And Sheikh Hasina has changed as well. The old caution, the careful, almost timid responses to questions have given way to a more formidable personality in national politics. The common touch which once defined Sher-e-Bangla, Moulana Bhashani and Bangabandhu is now an underpinning of her politics. She gathers widows and orphans in an embrace in all the sincerity of emotion. When she asks business leaders if they are treating their workers well, it is in the full knowledge that the working class does not exactly happen to be living in a paradise of happiness. Her sense of humour remains remarkable and so does her pulse on politics at the grassroots. She is at her best when she lets spontaneity take over, when formal speeches are put aside.

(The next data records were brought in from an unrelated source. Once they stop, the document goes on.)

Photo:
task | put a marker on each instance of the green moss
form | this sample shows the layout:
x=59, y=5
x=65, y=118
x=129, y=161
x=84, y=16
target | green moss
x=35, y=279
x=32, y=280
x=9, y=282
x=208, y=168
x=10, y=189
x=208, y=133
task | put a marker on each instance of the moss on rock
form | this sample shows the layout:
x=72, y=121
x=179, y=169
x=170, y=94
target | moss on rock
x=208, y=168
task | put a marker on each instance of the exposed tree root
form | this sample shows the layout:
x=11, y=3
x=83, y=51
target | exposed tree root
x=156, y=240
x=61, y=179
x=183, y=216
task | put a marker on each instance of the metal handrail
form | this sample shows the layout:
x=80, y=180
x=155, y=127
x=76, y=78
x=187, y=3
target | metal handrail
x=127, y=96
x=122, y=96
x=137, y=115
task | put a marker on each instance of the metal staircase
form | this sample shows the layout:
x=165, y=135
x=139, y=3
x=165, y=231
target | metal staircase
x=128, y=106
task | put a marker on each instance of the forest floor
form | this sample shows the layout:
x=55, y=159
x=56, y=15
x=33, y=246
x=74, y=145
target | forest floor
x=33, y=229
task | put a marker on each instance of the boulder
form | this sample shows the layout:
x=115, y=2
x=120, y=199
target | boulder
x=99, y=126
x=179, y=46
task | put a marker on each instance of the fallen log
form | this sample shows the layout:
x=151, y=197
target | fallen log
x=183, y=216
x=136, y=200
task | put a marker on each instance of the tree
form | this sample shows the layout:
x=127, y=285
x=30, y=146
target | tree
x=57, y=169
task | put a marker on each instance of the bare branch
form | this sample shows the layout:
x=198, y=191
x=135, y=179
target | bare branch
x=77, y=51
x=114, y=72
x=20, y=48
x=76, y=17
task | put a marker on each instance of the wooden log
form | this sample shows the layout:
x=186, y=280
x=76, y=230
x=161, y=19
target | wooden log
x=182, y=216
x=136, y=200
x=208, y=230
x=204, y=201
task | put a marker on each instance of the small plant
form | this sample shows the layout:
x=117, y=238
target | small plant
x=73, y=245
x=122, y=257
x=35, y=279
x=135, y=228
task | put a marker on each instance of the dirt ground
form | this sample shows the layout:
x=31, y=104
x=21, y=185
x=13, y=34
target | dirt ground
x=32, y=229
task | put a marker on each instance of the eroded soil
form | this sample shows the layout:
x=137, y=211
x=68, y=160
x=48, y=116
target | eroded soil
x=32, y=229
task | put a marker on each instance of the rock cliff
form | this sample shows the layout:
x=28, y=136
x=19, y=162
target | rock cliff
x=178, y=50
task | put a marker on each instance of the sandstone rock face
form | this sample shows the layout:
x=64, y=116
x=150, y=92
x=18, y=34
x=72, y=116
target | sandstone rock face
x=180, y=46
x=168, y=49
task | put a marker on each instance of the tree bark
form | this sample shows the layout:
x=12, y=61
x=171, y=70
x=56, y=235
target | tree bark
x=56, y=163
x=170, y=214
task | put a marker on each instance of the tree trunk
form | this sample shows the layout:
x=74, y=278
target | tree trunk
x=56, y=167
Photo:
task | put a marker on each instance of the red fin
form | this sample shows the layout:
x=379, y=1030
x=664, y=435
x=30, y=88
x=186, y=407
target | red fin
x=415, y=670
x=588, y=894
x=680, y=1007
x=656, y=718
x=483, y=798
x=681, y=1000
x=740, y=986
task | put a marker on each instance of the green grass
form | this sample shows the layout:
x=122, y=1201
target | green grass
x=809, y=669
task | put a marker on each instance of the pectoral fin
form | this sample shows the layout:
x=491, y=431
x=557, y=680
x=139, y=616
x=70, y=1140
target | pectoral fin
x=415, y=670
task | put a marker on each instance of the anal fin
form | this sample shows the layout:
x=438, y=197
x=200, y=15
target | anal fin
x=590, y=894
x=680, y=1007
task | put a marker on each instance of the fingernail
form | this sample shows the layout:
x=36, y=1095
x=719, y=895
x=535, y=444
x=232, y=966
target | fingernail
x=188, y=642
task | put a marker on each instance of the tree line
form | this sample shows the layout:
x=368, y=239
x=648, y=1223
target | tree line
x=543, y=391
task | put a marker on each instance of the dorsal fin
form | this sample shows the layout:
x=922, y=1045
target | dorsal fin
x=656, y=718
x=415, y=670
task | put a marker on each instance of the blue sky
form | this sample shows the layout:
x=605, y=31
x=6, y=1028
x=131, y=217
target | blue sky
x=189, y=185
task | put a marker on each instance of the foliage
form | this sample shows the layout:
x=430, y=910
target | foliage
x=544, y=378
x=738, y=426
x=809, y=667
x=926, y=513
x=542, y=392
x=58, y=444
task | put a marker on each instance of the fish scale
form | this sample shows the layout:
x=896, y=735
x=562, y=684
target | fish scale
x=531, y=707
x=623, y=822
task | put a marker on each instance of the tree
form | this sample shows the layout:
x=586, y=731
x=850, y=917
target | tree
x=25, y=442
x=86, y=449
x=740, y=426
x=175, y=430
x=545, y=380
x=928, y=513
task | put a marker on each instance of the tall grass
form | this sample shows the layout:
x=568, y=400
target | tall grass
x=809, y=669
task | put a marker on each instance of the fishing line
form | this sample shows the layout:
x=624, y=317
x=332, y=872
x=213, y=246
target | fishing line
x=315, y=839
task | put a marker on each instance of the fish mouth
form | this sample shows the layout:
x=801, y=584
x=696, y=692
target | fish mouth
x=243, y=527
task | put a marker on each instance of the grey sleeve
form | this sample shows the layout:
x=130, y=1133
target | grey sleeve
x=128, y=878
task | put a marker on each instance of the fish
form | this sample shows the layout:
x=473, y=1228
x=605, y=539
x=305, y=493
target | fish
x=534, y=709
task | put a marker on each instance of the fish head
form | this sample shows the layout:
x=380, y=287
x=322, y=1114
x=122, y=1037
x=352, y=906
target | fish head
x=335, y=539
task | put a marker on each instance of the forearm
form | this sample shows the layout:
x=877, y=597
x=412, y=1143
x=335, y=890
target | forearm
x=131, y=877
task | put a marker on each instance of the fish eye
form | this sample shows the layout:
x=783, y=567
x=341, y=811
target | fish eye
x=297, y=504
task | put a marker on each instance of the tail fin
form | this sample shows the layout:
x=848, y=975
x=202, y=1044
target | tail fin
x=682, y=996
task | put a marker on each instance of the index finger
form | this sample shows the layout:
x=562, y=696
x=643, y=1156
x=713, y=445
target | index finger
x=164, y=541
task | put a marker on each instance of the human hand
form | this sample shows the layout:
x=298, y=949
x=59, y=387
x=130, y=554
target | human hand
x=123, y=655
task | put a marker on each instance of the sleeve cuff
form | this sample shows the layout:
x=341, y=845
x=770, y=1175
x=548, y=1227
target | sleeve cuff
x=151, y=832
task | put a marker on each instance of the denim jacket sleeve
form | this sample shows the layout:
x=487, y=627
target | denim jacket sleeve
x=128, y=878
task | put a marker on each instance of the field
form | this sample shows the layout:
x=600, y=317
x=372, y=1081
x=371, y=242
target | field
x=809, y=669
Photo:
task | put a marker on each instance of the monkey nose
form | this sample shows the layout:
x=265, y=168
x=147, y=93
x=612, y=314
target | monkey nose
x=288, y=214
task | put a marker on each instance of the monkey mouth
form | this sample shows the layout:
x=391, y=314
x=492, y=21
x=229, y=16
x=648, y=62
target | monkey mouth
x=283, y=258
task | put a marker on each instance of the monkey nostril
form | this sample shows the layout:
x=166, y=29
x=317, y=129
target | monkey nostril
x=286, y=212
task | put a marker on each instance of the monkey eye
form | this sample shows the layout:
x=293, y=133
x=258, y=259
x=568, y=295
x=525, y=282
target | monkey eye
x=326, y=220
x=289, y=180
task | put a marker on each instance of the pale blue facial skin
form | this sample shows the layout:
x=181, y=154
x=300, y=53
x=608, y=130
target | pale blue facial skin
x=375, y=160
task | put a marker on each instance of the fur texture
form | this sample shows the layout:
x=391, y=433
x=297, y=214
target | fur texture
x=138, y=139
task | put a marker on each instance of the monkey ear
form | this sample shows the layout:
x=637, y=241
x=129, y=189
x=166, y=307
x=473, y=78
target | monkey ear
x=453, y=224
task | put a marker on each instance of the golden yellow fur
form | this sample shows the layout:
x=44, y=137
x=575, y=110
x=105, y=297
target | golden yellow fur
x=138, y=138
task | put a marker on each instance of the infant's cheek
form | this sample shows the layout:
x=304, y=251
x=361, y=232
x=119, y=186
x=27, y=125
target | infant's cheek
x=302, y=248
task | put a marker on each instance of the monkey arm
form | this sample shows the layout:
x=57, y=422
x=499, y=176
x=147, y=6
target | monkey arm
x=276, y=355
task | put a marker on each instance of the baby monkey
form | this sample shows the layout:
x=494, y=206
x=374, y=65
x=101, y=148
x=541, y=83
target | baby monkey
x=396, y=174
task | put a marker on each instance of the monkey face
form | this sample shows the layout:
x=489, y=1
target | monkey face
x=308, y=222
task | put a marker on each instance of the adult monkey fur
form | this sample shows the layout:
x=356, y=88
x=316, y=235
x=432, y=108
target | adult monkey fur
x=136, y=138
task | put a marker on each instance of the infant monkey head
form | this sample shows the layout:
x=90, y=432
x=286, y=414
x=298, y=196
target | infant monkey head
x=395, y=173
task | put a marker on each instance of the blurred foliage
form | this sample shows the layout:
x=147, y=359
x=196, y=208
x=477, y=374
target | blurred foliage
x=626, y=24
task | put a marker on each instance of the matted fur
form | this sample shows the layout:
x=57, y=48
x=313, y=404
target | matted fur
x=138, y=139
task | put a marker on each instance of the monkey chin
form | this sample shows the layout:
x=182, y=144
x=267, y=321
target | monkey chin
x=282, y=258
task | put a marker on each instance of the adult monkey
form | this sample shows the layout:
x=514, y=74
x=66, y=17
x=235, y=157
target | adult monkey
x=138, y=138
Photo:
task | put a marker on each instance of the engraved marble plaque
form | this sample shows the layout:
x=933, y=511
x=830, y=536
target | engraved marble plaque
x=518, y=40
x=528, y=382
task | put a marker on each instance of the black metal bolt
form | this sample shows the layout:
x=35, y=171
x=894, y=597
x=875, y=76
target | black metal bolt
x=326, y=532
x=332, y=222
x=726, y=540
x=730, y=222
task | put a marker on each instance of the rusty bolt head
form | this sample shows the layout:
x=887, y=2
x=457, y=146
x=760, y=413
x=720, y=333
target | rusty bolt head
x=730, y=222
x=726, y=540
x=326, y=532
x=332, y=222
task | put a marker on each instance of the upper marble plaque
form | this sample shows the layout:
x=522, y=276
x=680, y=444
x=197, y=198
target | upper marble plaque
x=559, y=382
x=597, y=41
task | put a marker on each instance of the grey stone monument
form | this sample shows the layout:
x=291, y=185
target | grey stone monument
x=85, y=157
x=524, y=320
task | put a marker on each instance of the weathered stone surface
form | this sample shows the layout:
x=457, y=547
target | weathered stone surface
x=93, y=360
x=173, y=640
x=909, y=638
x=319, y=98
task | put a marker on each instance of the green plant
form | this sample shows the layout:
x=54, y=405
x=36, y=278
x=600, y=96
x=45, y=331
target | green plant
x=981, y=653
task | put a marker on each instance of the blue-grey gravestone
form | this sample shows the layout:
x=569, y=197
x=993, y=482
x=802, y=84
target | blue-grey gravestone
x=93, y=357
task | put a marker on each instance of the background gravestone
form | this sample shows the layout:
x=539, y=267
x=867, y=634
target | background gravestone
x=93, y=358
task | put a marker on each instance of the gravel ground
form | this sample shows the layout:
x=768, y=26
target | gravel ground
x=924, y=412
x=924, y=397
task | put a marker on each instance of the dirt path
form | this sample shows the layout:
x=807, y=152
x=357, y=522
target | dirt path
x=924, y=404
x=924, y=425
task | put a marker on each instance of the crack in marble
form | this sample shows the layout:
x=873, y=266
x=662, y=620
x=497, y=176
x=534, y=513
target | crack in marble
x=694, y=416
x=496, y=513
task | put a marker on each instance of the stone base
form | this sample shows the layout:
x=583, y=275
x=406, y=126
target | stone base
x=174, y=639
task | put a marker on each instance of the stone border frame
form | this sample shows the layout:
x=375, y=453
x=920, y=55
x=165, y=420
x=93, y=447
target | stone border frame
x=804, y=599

At sixty five, Sheikh Hasina has transformed herself into one of the two most powerful political leaders in Bangladesh’s history, the other being Bangabandhu Sheikh Mujibur Rahman. You may agree with her politics or you may take serious issue with her, but you cannot quite dismiss the reality of her place in history. There are all the dangers she lives with, risks that also vicariously confront those who have traditionally kept faith with the spirit of 1971. Which is why she now needs to bring together all those forces, intellectual and social, that once sustained her father’s politics, in a wider coalition. She has brought Bangabandhu’s killers to justice. She has caused the war crimes trials to commence, to the relief of the country. So far so good.
In a larger sense, though, Sheikh Hasina needs to reach out to the whole country, across the spectrum, if she means to change it for the better. And then, of course, will come the pivotal question in national politics: after Sheikh Hasina, who?